American politician (1896–1970)

Pearl Carter Pace (January 25, 1896 – January 1970) was one of the earliest elected female sheriffs in the Commonwealth of Kentucky, 1938–1941. (Note: Mary Lois Roach was sworn in as Sheriff of Graves County, Kentucky in 1922 becoming the first acting female sheriff in the state of Kentucky. She then won election in August 1923. See also List of first female sheriffs in the United States)

==Early years==

Pearl Carter was born into a family devoted to public service in Tompkinsville in Monroe County, Kentucky. Her father, James C. Carter Sr., had served for forty years as a circuit judge in south central Kentucky. James C. Carter Jr., the brother of Pearl Carter Pace and U.S. Representative, Dr. Tim Lee Carter, also served in political office for many years.

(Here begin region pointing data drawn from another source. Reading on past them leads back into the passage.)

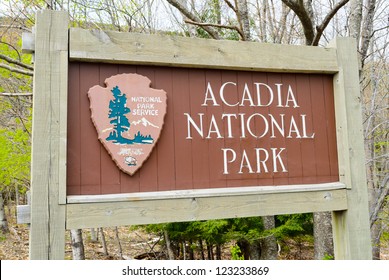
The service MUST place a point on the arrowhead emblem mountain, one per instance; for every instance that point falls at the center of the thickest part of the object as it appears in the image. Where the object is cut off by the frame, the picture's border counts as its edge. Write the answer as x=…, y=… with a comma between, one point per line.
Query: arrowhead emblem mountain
x=128, y=116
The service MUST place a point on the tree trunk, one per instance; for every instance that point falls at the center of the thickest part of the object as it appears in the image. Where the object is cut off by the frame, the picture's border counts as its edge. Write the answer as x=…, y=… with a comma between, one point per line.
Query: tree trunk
x=103, y=242
x=168, y=245
x=77, y=244
x=93, y=235
x=3, y=218
x=355, y=19
x=269, y=248
x=119, y=243
x=376, y=227
x=243, y=18
x=322, y=231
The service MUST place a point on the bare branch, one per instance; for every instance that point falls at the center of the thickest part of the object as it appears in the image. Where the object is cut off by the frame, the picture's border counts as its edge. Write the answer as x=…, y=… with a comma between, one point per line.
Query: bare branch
x=202, y=24
x=305, y=19
x=16, y=94
x=229, y=4
x=16, y=70
x=209, y=29
x=326, y=21
x=384, y=192
x=17, y=62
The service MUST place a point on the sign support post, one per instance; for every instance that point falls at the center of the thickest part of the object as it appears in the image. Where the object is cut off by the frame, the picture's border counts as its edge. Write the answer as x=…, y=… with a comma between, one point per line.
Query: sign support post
x=48, y=167
x=351, y=230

Pearl Carter married Stanley Dan Pace, the owner of a profitable roadbuilding company and relocated to his neighboring Cumberland County.

==Political career==

Originally a schoolteacher and a businesswoman, Pace had a great philosophy of life: "Anybody can do anything he wants if he just wants enough to make the effort." This thinking took her into areas of life largely uncharted for rural southern women. She was the sheriff of Cumberland County from 1937 to 1941. During her four-year term as sheriff, she came to be known as "Pistol-Packin' Pearl."

Pace's husband, Stanley Dan Pace, had been "drafted" in 1933 to run for Cumberland County sheriff by county citizens determined to control rum-running and organized crime during prohibition. He was elected as the first Democrat to hold that office since the 19th century. When his term ended, he was unable to succeed himself; so Pearl was drafted to run and was elected. Stanley Pace died in a car accident, leaving Pearl Carter Pace to raise their children and to pursue her career in local, state, and national politics.

During World War II, her son, Stanley Carter Pace, a fighter pilot and first lieutenant, was taken as a prisoner of war by the German Reich. Upon returning from the war, Stanley C. Pace put his aerospace engineering degree to work and rose to the chairmanship of TRW. After being pulled from retirement in the 1980s, he assumed the position of restoring the giant defense contractor, General Dynamics, to credibility after grievous ethical lapses brought the company to near dissolution.

Through Pearl Carter Pace's activism in the Republican Party, she became a tireless supporter and friend of U.S. President Dwight D. Eisenhower. In 1953, she brought national attention to Kentucky when President Eisenhower appointed her to the War Claims Commission (later the Foreign Claims Settlement Commission). Near the end of his administration, Eisenhower elevated her to the commission chairmanship, making Pearl Carter Pace the third highest ranking woman in his administration, next only to the Treasurer of the United States and the new position of United States Secretary of Health, Education, and Welfare, and the first Kentucky woman appointed by a president to a national post. Pace was active in the GOP for many years, including a stint from 1948 to 1957 as her state's Republican national committeewoman.

==Death==

Pace died in 1970 at the home of her daughter, Patty-Nell Pace Keen, in Burkesville, the seat of Cumberland County. Pace is interred beside her husband at the former Pace-Allen Cemetery, now Grider Memorial Cemetery, in Waterview in Cumberland County at a site overlooking Pace Farms.